The reality is, a society that shuns failure and stops making failure acceptable also tends to discourage innovation. It’s a fine line between acceptance and fear.

Walk the talk: Yes, I’ve failed

If you’re going to write about failure (it's good or it's bad) then it helps if you’ve failed. I sure have. In one or two cases, I've failed hard. Let’s be clear here that failing hard for me is not the oft-celebrated riches-to-rags story of Silicon Valley.

I'm talking losing thousands - not millions - of dollars, and years of hard work. It’s the stuff of which hardened nightmares are made. Loss of self, loss of stuff, loss of friends, loss of relationships, epic career downgrade (to rank-and-file call centre work). It’s starting again when you’re already 30. If I wasn’t such a positive person, I might have gotten depressed by it. Instead, I worked hard to accept it, to move on, to learn.

Failure teaches you things that nothing else can teach you

If an entrepreneur who admits to failure crosses my path, a little part of me celebrates. The bigger the failure, the more I smile. It's not because other people’s misery is exciting. It's because they've learned things that nothing else on earth could have taught them. In failing, you learn why the things you were ignoring were actually important.

Even people who appear not to have learned have still had to confront things about themselves that they wouldn't otherwise have faced. Maybe they've repeated some mistakes because the mistakes weren't big red flags yet. Maybe they chose to have their eyes closed.

Fearless leaping isn’t the same as knowing how far you will fall

People who haven't failed have had fewer occasions on which to look deeply into themselves and understand their motivations. They can appear arrogant, even cocksure, about what they're doing.
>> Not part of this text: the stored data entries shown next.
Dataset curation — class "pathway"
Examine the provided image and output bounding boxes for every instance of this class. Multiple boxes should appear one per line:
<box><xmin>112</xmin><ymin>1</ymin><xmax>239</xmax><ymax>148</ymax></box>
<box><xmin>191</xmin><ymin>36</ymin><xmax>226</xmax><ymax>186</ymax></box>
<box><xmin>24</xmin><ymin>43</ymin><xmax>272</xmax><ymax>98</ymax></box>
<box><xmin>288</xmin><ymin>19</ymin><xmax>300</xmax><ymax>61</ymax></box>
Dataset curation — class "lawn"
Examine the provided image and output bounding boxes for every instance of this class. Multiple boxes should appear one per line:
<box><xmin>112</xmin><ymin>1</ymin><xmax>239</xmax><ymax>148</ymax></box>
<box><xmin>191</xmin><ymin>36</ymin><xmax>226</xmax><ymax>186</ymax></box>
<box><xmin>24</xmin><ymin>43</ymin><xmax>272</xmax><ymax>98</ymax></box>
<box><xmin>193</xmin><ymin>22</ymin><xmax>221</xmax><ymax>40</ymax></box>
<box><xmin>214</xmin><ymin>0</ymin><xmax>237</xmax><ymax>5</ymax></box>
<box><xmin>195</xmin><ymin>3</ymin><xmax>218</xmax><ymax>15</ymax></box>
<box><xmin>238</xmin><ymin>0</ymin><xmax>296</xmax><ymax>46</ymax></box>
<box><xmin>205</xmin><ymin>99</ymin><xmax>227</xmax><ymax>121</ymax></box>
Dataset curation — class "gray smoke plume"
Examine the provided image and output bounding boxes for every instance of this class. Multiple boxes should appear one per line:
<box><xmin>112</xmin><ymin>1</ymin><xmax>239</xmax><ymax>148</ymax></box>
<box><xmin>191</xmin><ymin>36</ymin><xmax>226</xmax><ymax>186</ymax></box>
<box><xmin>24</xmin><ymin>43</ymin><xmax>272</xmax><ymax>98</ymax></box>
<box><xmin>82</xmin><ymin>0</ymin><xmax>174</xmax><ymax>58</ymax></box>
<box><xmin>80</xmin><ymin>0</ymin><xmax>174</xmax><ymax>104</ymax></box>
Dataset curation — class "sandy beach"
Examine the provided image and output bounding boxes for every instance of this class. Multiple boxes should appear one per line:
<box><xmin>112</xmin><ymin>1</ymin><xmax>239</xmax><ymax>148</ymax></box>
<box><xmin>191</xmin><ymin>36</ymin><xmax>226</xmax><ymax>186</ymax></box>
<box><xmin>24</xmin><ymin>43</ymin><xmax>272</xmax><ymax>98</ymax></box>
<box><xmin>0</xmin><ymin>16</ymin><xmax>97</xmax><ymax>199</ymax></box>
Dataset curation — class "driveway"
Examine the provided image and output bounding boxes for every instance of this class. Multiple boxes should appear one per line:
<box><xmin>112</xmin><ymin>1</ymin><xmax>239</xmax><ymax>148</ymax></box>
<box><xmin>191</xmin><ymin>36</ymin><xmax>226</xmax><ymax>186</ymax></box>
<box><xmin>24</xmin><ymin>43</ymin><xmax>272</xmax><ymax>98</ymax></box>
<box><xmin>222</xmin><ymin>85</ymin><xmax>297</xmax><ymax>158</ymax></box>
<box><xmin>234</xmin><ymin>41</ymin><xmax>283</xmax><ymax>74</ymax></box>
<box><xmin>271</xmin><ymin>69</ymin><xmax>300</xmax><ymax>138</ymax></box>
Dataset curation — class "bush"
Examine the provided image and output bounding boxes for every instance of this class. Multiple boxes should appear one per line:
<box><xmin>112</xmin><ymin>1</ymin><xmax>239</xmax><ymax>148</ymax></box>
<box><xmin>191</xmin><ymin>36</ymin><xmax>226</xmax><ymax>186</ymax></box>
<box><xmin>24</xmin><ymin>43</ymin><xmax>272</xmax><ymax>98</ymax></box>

Sure, fearlessness is awesome. Better is knowing how far you will fall before you hit the bottom. That way, when you do leap, you do so knowingly. You don’t know until you do it that nine times out of ten, your friends will catch you.

Failing creates strong, wise people

It’s quite likely that those of us who talk about failure in an excited way do so because of what it taught us. It doesn’t mean that the pain is any less; it doesn’t mean that the experience is any gentler. The understanding you come to is that screwing things up isn’t a diversion from your journey, it’s part of it.
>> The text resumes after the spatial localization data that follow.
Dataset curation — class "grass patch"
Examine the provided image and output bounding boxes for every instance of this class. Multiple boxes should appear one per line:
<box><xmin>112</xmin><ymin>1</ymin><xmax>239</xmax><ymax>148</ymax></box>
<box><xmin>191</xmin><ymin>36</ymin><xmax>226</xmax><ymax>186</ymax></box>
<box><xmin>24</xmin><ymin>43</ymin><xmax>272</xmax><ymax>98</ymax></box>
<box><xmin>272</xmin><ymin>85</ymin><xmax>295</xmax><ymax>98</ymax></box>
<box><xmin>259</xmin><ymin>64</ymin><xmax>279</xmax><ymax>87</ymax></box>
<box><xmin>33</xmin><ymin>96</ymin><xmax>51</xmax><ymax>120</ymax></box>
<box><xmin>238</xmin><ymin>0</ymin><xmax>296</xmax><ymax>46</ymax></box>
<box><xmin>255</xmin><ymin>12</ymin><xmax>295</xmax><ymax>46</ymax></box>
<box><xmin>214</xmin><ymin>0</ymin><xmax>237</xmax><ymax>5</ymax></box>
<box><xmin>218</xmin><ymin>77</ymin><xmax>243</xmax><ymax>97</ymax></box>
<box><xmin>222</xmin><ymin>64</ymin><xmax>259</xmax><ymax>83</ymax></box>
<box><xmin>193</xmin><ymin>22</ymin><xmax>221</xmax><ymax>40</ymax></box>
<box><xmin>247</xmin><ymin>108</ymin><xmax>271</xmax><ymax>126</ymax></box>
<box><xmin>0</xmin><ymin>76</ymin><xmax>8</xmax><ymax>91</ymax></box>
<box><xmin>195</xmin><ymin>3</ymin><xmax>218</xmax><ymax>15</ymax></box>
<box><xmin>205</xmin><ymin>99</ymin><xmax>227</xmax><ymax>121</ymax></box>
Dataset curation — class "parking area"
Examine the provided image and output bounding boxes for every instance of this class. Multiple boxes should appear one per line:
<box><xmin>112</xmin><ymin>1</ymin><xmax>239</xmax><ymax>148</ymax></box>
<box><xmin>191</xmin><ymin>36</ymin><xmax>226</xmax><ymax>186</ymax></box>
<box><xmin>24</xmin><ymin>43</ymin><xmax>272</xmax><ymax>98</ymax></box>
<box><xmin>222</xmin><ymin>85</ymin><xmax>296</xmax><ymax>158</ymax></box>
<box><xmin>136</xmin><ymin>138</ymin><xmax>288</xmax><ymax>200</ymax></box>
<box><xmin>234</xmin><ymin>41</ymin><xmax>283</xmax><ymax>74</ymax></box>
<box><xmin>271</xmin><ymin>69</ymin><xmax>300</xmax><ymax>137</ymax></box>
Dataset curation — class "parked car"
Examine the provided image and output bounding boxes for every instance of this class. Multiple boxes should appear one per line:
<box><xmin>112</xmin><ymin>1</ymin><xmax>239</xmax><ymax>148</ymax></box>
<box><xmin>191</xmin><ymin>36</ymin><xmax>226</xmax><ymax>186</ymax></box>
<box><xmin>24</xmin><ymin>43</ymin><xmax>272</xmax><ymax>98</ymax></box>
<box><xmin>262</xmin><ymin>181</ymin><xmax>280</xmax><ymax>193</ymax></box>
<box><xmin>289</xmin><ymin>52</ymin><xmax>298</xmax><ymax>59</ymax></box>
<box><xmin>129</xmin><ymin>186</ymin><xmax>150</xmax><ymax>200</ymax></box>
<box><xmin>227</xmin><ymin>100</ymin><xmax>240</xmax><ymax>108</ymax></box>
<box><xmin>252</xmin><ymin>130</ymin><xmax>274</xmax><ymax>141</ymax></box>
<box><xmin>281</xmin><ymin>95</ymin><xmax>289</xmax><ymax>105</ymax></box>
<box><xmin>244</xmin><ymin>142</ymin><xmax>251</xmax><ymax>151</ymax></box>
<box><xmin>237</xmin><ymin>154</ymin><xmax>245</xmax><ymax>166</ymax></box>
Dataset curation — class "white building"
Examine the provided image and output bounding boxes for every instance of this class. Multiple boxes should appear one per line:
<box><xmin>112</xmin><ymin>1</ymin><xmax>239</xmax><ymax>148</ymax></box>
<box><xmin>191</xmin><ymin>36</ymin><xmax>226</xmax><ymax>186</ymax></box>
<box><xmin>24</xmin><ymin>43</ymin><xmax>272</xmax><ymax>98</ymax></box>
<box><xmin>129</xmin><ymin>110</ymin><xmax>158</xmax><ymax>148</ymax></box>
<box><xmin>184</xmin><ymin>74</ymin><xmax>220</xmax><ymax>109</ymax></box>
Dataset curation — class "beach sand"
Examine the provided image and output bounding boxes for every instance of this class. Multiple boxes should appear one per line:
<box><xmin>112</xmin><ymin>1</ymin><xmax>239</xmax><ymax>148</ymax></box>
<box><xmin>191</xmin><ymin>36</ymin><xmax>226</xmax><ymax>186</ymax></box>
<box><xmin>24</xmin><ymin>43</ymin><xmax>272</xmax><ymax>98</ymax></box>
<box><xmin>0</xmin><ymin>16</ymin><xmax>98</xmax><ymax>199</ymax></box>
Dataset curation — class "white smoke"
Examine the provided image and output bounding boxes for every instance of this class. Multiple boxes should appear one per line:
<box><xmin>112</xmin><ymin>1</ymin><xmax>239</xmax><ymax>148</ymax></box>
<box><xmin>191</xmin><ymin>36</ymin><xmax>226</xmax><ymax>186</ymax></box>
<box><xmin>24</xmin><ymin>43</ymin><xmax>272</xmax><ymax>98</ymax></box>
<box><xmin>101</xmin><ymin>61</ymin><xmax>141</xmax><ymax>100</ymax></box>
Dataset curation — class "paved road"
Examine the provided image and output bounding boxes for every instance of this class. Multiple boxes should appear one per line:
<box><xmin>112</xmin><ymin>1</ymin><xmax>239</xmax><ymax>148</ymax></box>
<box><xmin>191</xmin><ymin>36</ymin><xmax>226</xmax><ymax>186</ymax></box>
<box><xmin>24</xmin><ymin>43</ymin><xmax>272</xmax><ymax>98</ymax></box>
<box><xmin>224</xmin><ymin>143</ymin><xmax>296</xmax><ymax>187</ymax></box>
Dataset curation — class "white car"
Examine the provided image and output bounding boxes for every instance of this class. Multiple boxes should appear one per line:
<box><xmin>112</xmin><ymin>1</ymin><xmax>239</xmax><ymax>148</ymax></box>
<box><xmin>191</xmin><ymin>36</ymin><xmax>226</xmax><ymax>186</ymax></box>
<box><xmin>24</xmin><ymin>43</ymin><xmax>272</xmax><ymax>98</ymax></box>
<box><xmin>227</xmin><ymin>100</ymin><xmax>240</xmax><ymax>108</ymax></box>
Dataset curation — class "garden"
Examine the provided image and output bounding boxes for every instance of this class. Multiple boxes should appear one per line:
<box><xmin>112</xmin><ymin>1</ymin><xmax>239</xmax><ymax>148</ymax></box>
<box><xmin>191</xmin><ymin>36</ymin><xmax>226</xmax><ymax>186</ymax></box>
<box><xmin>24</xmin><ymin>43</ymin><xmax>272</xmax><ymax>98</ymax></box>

This is why those who have failed do tend to be strong, compassionate, loving people.

The oft-celebrated Australian cofounder and co-CEO at Vinomofo Andre Eikmeier has a perspective on life that comes from having screwed up a lot. That is, that you can't keep seeking an end point at the expense of your life. That dissatisfaction comes from not living right now, and the more you yearn for some goal way out in front of you, the less satisfied you will be.

It's time to shift the conversation

To those of you who haven’t failed:

  • Be aware that it’s hard to deal with a rough road if you’ve never been on one.
  • Understand that failing fast can also mean failing really hard.
  • Know that learning is personal but failure isn't - make sure you lean the lesson that nothing else can teach you.

For the rest of us, perhaps it's time to shift the conversation. Our startups are competitive, sure. But the debate doesn't need to have that same flavor. Perhaps, instead of Fail Vs Success the debate ought to be about Courage.